I would argue that the right to your property has always existed. When society has taken property rights away, it was theft then and theft now. Except now it is recognized as such. Not recognizing theft as theft doesn't mean it's not theft. But to your point that I believe you were trying to fish out: I cannot prove this.
Why can't I? Because society has to prioritize the rights of the individual. Limit some rights to protect others. Most obviously, you cannot yell "FIRE" in a theatre. The question is, put simply: at what cost do we protect these individual rights? When is exercising your right at the expense of another's right allowed and when isn't it allowed? The right to life vs property. Do my starving neighbors have the right to life? Isn't that a priority over my right to property? Or do they only have the right to the opportunity of life? Is my owning property directly causing their death? If not, do they have the right to my property to save their life? Or did they give up the right to life by not taking advantage of opportunity?

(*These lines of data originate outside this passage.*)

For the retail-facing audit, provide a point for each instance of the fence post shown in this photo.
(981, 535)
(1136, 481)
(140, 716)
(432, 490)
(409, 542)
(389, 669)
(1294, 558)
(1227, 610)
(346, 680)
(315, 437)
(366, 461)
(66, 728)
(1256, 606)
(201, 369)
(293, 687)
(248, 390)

If I am correct and these rights do exist in reality, then society must answer these very difficult questions. If you are correct and the rights do not actually exist, then we are best served as a slave to society as a whole. But it needs to be organized. And only the emotional man can organize society. With greed and power, the men organizing will inevitably corrupt. So without knowing absolutely who is right between the two of us, where is man better served? A guaranteed slavery? Or freedom potentially at the cost of other freedoms? Look at the best case of both, admit your best case isn't truly possible given the nature of man and proceed from there.